Excerpts from Jim Conrad's
from the September 6, 2015 Newsletter issued from Yuxunah, 20kms southwest of Chichén Intzá, Yucatán, MÉXICO
Out among the weedy, abandoned cornfields all around town another common "weed bird" is the one shown below singing his heart out:
At first glance I wasn't sure what I was seeing, for the bird's feathers are in such disarray. Surely he'd just bathed, or maybe he was sick, despite his lusty calling, which was a rich warble similar to that of some buntings -- which is interesting because these weedy fields are prime bunting habitat.
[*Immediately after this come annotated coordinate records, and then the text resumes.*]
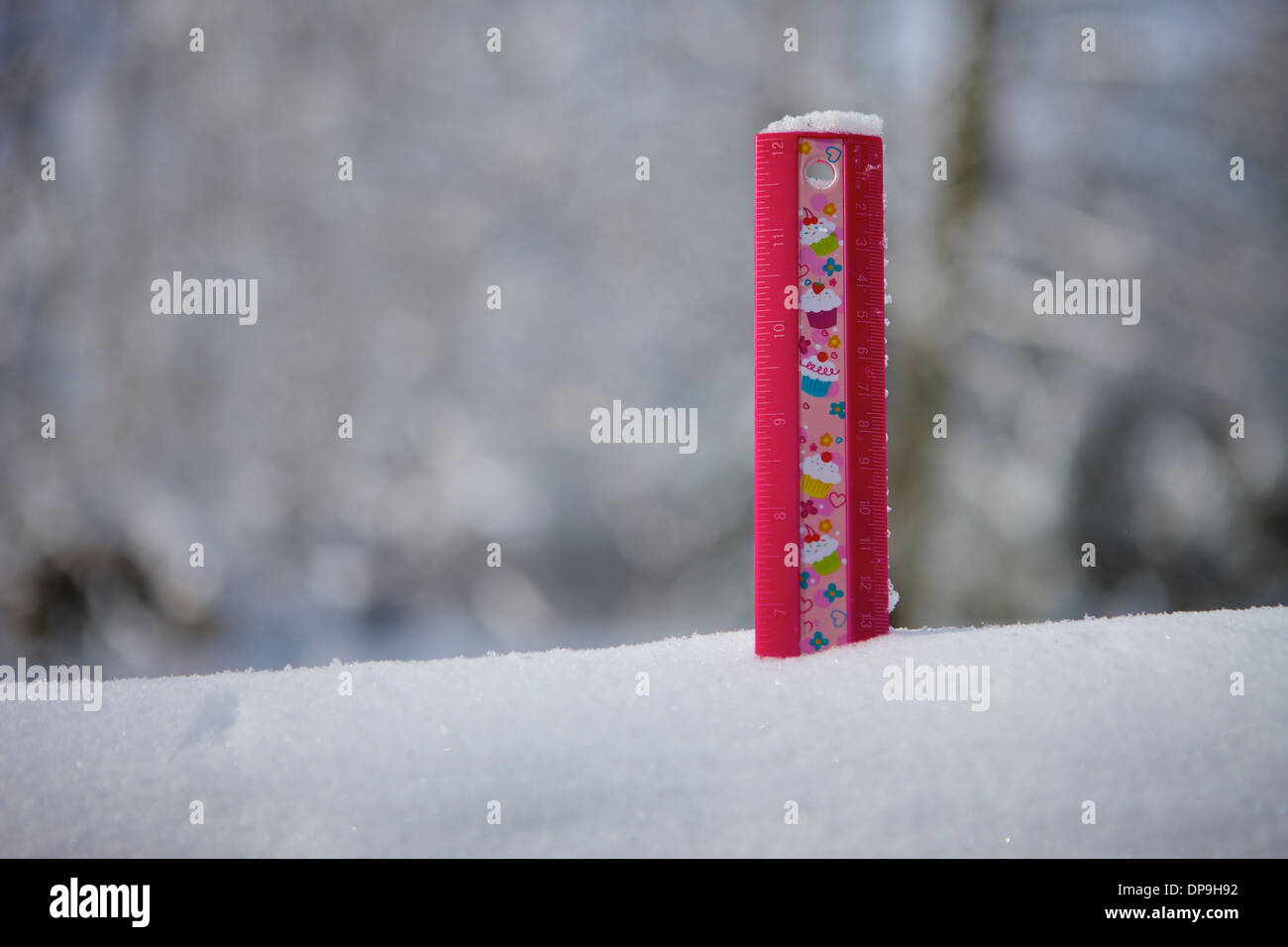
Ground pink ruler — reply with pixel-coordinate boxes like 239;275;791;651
755;132;890;657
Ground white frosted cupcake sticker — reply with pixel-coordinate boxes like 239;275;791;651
798;139;849;653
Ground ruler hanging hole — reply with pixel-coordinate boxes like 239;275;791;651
805;161;836;191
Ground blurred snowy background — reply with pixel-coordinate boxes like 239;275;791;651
0;0;1288;677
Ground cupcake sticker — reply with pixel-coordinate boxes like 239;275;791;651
802;279;841;329
802;527;841;576
802;207;838;258
802;451;841;500
800;349;841;398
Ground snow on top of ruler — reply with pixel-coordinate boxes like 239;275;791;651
761;108;885;136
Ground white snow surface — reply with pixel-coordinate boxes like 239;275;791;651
761;108;885;136
0;607;1288;857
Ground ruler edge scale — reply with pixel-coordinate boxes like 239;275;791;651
752;129;890;657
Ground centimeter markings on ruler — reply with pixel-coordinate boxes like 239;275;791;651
754;133;889;657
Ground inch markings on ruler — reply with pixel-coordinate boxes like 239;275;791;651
754;132;889;657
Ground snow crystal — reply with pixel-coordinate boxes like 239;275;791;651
761;108;885;136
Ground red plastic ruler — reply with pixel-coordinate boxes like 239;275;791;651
755;132;890;657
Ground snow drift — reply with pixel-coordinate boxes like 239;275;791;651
0;607;1288;857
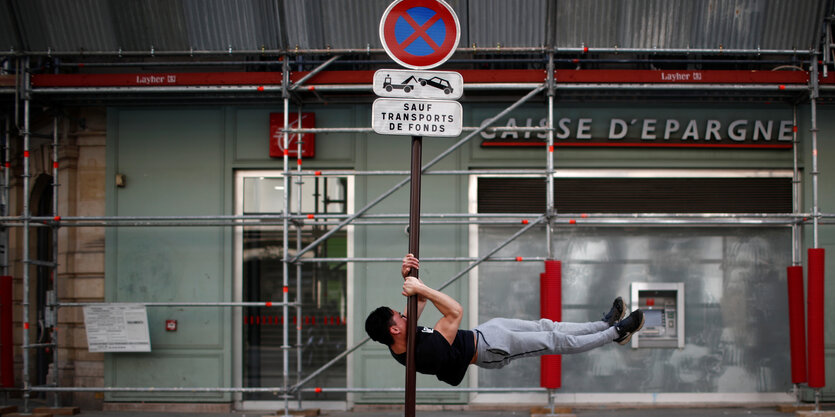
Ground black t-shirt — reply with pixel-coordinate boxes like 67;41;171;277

Is there something about a wide-open, weedy field that makes a bunting-type song so advantageous that a warbler species' song would evolve toward it?
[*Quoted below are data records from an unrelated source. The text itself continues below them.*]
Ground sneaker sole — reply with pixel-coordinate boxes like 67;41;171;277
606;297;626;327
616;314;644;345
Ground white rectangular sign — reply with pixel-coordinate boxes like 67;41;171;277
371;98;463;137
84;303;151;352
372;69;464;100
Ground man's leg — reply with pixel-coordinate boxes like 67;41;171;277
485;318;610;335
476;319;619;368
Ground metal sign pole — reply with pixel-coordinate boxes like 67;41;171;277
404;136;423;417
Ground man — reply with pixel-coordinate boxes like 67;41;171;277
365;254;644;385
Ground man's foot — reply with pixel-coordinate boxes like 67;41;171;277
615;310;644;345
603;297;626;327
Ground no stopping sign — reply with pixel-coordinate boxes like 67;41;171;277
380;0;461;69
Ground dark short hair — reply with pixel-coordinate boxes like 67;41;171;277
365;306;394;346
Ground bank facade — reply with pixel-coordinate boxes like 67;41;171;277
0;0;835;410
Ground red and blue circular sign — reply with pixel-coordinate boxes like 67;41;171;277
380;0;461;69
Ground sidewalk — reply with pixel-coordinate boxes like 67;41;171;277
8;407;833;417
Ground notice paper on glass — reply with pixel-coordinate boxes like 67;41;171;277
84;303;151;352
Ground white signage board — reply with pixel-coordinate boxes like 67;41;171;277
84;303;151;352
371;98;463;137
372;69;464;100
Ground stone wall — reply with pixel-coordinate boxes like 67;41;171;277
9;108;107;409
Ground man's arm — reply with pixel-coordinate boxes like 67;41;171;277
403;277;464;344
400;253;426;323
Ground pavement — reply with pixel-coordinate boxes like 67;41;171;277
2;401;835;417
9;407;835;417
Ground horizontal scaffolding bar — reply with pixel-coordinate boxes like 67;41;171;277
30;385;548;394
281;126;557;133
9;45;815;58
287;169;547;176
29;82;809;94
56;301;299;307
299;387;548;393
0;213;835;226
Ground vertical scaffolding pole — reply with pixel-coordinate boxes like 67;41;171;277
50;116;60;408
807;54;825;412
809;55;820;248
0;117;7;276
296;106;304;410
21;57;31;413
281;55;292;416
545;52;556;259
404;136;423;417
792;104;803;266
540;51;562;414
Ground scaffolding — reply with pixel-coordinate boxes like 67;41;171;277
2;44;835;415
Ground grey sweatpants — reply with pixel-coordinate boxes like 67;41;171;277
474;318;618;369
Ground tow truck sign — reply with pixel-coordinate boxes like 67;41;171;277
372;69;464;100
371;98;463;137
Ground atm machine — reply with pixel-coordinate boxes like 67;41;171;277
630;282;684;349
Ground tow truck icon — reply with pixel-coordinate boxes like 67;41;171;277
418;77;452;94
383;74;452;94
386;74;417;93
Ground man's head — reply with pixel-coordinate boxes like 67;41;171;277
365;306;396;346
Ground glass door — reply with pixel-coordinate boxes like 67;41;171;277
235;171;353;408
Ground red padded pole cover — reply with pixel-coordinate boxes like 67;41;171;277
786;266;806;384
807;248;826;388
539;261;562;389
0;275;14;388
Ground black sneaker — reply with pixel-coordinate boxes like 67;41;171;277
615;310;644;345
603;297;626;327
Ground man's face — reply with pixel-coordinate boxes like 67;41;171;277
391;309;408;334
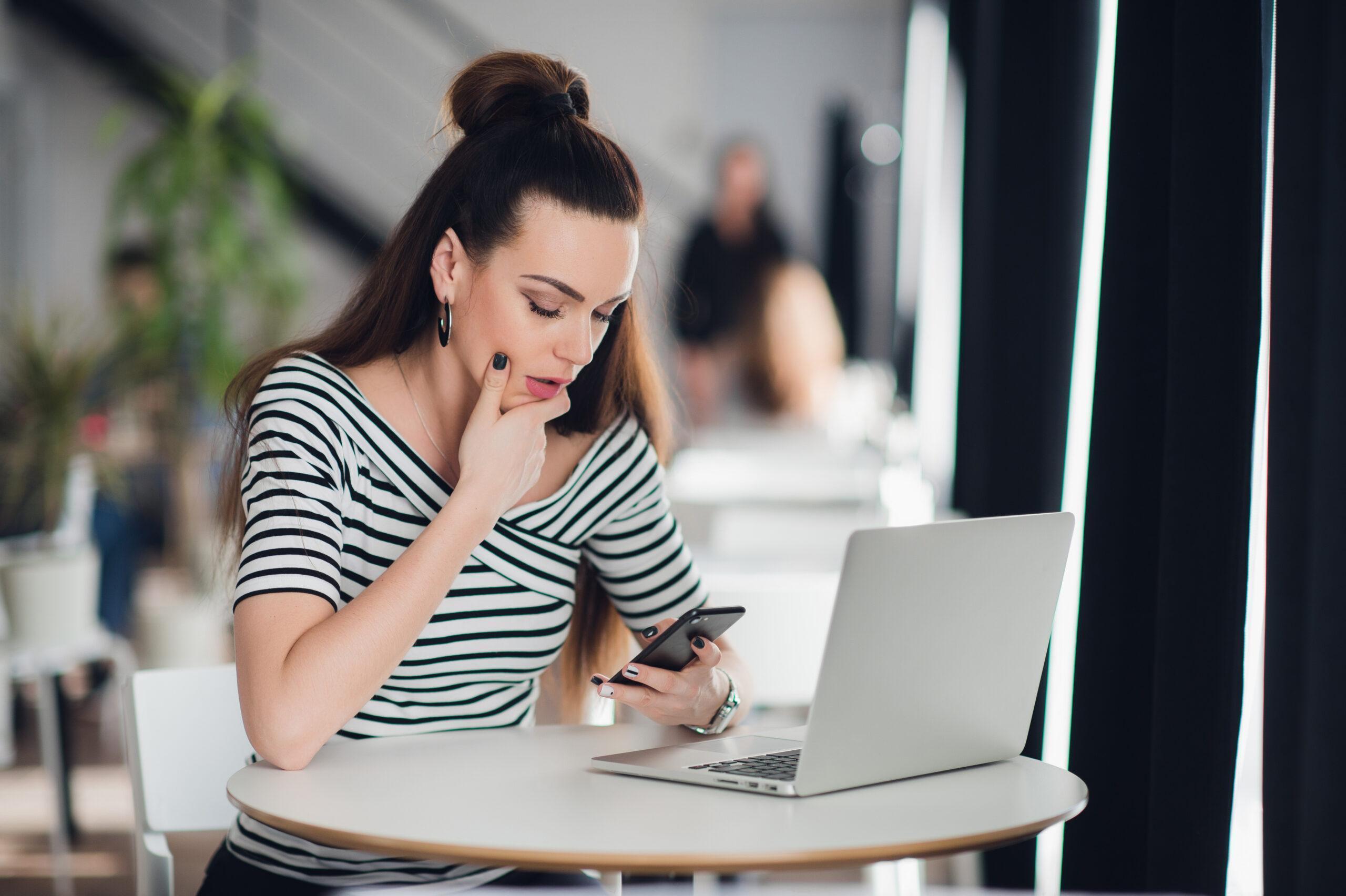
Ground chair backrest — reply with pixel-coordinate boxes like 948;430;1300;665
123;663;252;833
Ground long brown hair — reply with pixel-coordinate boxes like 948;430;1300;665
219;51;670;720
Anyway, with that slender warbler beak, the yellow throat and blackish face and crown, it could only be the commonly seen Gray-crowned Yellowthroat, CHAMAETHLYPIS POLIOCEPHALA. In the old days the species was placed in the genus Geothlypis along with the North's Yellowthroat.
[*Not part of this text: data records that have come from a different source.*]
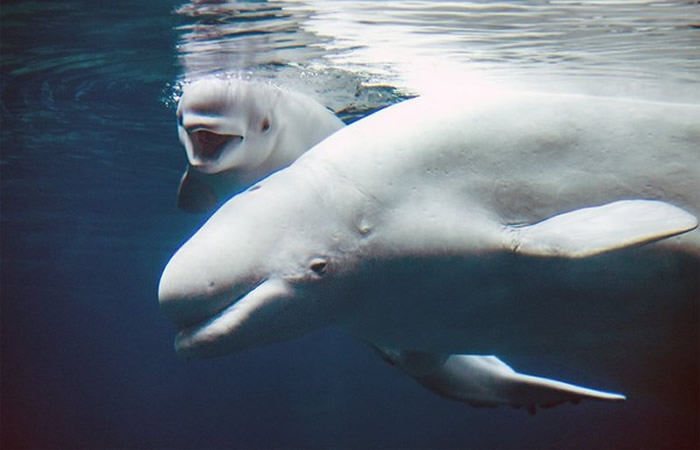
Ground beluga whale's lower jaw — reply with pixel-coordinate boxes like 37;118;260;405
159;88;700;412
175;280;292;359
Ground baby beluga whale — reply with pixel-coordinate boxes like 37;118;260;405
177;77;345;212
159;92;700;411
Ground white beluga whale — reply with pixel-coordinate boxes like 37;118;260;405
159;92;700;409
177;77;344;212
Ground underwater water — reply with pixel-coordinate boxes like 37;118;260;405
0;0;700;448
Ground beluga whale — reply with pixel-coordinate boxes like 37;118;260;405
158;90;700;412
177;76;345;212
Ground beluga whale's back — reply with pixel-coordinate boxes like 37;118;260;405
159;92;700;414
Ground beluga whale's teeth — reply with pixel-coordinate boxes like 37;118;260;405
159;86;700;411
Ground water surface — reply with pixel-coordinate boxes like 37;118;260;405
0;0;700;448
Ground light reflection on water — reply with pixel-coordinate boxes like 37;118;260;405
178;0;700;103
0;0;700;448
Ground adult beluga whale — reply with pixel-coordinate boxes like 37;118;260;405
177;77;344;212
159;92;700;414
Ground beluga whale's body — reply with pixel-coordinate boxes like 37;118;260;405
177;77;345;212
159;92;700;414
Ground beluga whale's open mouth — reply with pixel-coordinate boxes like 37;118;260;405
187;128;243;163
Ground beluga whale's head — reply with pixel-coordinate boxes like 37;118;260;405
158;163;366;358
177;77;280;174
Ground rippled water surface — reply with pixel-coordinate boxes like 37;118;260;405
0;0;700;448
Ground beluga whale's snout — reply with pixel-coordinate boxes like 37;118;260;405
158;173;338;358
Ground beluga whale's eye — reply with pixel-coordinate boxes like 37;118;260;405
309;258;328;276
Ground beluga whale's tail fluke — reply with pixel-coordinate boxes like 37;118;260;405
373;346;626;414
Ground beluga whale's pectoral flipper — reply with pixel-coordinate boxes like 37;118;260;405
509;200;698;258
374;346;625;414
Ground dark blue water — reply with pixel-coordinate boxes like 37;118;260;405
0;0;699;448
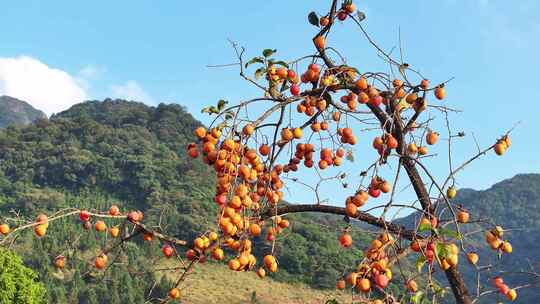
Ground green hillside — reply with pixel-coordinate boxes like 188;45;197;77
400;174;540;303
0;99;367;303
0;95;45;128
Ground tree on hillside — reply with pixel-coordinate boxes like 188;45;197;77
0;247;46;304
0;0;540;304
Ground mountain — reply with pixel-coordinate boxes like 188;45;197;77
0;99;368;303
400;174;540;303
0;95;46;128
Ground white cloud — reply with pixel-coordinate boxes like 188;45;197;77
111;80;154;103
78;64;107;79
0;56;87;115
Below, you can see what a more composed Gray-crowned Yellowthroat looks like:
You might notice that this bird's beak -- distinctively pinkish-white below but with a black upper mandible -- is heavier than the Yellowthroats Northern birders are so familiar with. That's one reason the species was exiled from Geothlypis.
Gray-crowned Yellowthroats are distinctive species of weedy fields and pastures all through Mexico's tropical lowlands and all the way south through Central America into western Panama.